Money-making opportunities. Return on equity helps measure how well a company is finding opportunities to turn its resources into profitable business endeavors.
Valuation. You can't afford to pay too much for even the best companies. By using normalized figures, you can see how a stock's simple earnings multiple fits into a longer-term context.
Dividends. For tangible proof of profits, a check to shareholders every three months can't be beat. Companies with solid dividends and strong commitments to increasing payouts treat shareholders well.
With those factors in mind, let's take a closer look at Aflac.
What We Want to See
Pass or Fail?
5-Year Annual Revenue Growth > 15%
1-Year Revenue Growth > 12%
Gross Margin > 35%
Net Margin > 15%
Debt to Equity < 50%
Current Ratio > 1.3
Return on Equity > 15%
Normalized P/E < 20
Current Yield > 2%
5-Year Dividend Growth > 10%
5 out of 10
Source: S&P Capital IQ. Total score = number of passes.

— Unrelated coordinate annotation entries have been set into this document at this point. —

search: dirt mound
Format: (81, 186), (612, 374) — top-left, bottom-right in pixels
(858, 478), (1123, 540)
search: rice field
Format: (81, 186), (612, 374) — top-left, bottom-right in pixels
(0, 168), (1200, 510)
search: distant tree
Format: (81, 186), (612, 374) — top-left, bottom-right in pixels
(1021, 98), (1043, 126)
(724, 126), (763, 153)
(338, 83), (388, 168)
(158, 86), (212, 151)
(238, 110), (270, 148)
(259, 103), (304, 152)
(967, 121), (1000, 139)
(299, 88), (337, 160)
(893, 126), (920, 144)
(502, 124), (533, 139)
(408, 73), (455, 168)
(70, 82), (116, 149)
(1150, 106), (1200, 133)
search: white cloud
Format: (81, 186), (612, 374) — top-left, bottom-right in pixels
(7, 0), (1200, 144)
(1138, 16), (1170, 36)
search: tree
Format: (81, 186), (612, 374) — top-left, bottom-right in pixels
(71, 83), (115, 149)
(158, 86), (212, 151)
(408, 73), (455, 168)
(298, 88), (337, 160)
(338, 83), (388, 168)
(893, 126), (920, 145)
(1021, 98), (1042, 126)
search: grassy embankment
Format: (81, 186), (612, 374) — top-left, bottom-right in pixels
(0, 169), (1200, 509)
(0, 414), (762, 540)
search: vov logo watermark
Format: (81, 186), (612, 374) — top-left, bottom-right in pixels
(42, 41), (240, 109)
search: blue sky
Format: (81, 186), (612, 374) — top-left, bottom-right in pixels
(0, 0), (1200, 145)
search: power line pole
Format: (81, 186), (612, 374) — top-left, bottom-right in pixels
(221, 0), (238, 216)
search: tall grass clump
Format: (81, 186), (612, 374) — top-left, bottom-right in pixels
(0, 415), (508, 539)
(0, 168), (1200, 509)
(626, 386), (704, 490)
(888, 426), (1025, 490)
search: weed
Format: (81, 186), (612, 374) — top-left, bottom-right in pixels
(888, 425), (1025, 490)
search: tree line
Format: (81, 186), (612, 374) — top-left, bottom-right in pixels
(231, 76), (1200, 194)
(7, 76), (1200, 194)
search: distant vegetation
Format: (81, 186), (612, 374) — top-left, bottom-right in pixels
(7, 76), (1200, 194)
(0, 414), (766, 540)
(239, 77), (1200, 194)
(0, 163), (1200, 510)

Since we looked at Aflac last year, the company has kept its five-point score, marking the third year in a row the company scored right in the middle. The stock has done reasonably well in a tough environment for insurance stocks, rising around 15% over the past year.
Aflac has managed to do well even as many of its fellow insurers have struggled. Hartford Financial (NYS: HIG) and Travelers (NYS: TRV) produce much lower returns on equity, due largely to their exposure to natural disasters like Hurricane Irene last year and Sandy this year.
The key to Aflac's success is its unusual line of product offerings. By doing most of its business in Japan, Aflac was in the right place at the right time to avoid much of the health-care debate that held more U.S.-focused health insurers UnitedHealth (NYS: UNH) and WellPoint (NYS: WLP) in check. Moreover, Aflac offers supplemental insurance rather than the primary coverage that UnitedHealth and WellPoint tend to offer, and the margins on certain supplemental policies can often be much higher than those on more traditional policies.
That success has helped Aflac reward shareholders more effectively. Through thick and thin, though, Aflac has managed to boost its dividends. It predictably hiked its payout recently, marking the 30th consecutive year it has done so.
For Aflac to improve, more favorable conditions in the bond market would be helpful to drive investment income and help boost profits. For the most part, though, Aflac has done a good job of enduring tough times, and the future looks bright in the long run for the stock.
No stock is a sure thing, but some stocks are a lot closer to perfect than others. By looking for the perfect stock, you'll go a long way toward improving your investing prowess and learning how to separate out the best investments from the rest.
The best investing approach is to choose great companies and stick with them for the long term. In our free report "3 Stocks That Will Help You Retire Rich," we name stocks that could help you build long-term wealth and retire well, along with some winning wealth-building strategies that every investor should be aware of. Click here now to keep reading.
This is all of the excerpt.